Question

How do you simplify $ {i^{41}} $

Answer 1

Hint: Here we will split the power given on the imaginary on the function with respect to the initial four multiples of it and then will find the value for the required expression by using values of i raise to 4n will be equal to 1.

Complete step-by-step answer:
To solve for the given expression, first let us calculate for the low of powers of “I”
We know that, $ {i^2} = - 1 $
And $ {i^3} = {i^2}.i = - 1.i = - i $
Similarly, $ {i^4} = {i^3}.i = - i.i = - ( - 1) = 1 $ …. (A)
Now, the given power using the law of power and exponent can be re-written as -
  $ {i^{41}} = {i^{40}}.i $ (using the concept that powers are added when bases are same and in multiplicative)
 Similarly, Again using the multiplicative law for the powers and exponent -
  $ \Rightarrow {i^{41}} = {({i^4})^{10}}.i $
 Place the value from equation (A) in the above expression –

 $ \Rightarrow {i^{41}} = {(1)^{10}}.i $
Simplify the above equation –
 $
   \Rightarrow {i^{41}} = (1).i \\
   \Rightarrow {i^{41}} = i \;
  $
This is the required solution.
So, the correct answer is “ $ {i^{41}} $ = i ”.
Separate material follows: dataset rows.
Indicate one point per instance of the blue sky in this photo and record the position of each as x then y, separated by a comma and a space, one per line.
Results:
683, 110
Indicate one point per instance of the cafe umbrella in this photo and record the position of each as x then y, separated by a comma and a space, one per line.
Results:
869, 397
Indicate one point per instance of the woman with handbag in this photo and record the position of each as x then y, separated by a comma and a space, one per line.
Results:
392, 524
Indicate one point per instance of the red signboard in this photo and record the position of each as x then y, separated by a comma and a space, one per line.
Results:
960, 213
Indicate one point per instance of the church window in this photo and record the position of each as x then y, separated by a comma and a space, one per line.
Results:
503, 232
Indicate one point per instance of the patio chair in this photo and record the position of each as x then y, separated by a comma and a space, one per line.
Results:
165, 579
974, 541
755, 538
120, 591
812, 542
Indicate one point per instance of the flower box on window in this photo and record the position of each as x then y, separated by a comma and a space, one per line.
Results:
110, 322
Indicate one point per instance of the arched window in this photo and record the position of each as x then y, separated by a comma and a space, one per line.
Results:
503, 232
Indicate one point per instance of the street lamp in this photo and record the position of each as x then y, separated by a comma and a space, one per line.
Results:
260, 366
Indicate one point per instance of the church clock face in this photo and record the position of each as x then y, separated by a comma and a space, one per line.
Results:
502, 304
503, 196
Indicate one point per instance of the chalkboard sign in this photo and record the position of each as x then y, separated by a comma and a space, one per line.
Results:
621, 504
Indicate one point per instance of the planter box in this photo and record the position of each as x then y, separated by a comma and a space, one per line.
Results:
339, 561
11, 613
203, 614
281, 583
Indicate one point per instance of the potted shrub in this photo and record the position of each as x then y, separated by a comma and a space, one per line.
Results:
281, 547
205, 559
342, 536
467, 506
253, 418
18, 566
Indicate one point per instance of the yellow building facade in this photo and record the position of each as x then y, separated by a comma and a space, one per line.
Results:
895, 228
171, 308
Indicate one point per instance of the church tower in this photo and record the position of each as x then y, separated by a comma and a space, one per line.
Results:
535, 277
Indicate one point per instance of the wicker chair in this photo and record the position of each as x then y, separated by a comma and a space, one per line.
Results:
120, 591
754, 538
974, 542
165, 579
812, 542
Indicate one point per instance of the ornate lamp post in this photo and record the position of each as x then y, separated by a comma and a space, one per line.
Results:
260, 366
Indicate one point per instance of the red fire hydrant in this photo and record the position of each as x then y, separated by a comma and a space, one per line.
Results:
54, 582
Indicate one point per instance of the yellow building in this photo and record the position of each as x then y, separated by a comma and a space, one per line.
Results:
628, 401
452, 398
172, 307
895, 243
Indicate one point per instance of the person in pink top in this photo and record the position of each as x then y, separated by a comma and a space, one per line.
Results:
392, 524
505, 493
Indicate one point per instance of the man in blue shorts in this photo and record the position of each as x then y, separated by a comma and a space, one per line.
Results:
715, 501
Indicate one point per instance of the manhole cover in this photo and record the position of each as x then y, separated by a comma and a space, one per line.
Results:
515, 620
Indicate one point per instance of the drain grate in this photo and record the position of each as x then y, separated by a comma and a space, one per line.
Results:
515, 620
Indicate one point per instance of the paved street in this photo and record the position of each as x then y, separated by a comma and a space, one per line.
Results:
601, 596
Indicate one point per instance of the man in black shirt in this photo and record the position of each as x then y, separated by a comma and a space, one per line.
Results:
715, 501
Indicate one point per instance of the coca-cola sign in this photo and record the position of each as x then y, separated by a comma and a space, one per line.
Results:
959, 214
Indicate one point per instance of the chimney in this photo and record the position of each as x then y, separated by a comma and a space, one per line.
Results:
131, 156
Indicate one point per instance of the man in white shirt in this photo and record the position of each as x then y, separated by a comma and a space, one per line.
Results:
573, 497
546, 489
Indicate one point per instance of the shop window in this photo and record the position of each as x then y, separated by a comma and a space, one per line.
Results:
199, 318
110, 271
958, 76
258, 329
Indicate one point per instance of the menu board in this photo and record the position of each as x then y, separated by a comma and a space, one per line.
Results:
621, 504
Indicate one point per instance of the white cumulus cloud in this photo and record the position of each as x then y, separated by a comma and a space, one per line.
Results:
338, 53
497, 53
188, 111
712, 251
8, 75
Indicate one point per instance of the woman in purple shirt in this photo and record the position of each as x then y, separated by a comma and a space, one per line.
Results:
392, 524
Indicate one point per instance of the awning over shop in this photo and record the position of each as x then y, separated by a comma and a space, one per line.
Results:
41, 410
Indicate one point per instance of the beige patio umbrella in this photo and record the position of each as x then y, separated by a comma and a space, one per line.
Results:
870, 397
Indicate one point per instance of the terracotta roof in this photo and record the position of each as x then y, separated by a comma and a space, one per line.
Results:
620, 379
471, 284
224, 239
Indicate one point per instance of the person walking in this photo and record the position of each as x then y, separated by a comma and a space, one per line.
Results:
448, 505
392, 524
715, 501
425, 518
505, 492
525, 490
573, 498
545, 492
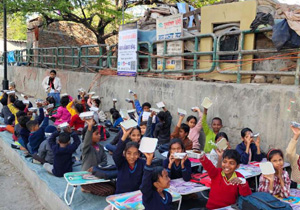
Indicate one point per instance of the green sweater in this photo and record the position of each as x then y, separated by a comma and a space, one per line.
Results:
209, 136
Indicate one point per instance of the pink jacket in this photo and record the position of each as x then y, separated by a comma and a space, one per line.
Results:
195, 133
62, 115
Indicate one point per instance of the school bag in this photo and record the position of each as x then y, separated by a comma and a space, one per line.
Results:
262, 201
201, 178
103, 132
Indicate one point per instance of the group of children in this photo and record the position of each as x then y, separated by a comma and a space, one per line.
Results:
40, 134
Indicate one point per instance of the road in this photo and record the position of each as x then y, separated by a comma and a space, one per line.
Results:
14, 189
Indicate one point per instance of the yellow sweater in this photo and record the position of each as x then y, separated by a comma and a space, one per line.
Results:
293, 158
14, 111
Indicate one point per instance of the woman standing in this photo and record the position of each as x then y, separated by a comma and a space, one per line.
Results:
52, 86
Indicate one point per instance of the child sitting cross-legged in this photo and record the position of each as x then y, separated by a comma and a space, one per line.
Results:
129, 164
37, 134
294, 158
155, 181
210, 135
249, 149
181, 131
62, 152
177, 168
278, 183
226, 183
93, 157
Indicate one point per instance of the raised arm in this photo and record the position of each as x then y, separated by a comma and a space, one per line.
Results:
169, 117
52, 139
137, 105
58, 88
149, 125
209, 167
76, 142
146, 186
58, 114
118, 154
198, 126
87, 142
186, 169
204, 122
45, 83
41, 115
70, 108
175, 133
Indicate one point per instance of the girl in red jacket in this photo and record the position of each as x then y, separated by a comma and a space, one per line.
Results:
225, 179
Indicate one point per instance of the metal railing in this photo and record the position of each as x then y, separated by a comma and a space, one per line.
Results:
99, 57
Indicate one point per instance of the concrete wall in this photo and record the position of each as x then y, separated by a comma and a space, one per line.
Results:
264, 108
12, 45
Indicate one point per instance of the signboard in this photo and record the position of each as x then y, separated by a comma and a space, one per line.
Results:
127, 53
170, 27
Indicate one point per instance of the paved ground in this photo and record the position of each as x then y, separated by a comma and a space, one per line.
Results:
15, 192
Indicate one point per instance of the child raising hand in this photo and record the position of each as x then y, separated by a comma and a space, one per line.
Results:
155, 181
293, 157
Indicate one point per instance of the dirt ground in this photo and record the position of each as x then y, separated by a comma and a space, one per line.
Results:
15, 192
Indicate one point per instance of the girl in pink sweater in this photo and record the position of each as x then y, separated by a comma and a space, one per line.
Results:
62, 115
195, 128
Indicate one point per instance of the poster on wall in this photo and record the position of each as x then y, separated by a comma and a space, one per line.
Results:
127, 53
170, 27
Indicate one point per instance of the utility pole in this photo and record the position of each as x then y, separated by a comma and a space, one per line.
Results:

Note: The complex number consists of the real part and an imaginary part and is denoted by “Z”. It can be expressed as $ z = a + ib $ where “a” is the real part and “b” is the imaginary part. The modulus of the complex number is the length of the vector and can be expressed as $ r = \sqrt {{a^2} + {b^2}} $ .
The above example can be solved using another method which follows the pattern such as $ i,( - 1),( - i),1 $ and the same pattern is repeated from the fifth term and so on, we can find the required value finding the multiple of four and then consecutive terms after it.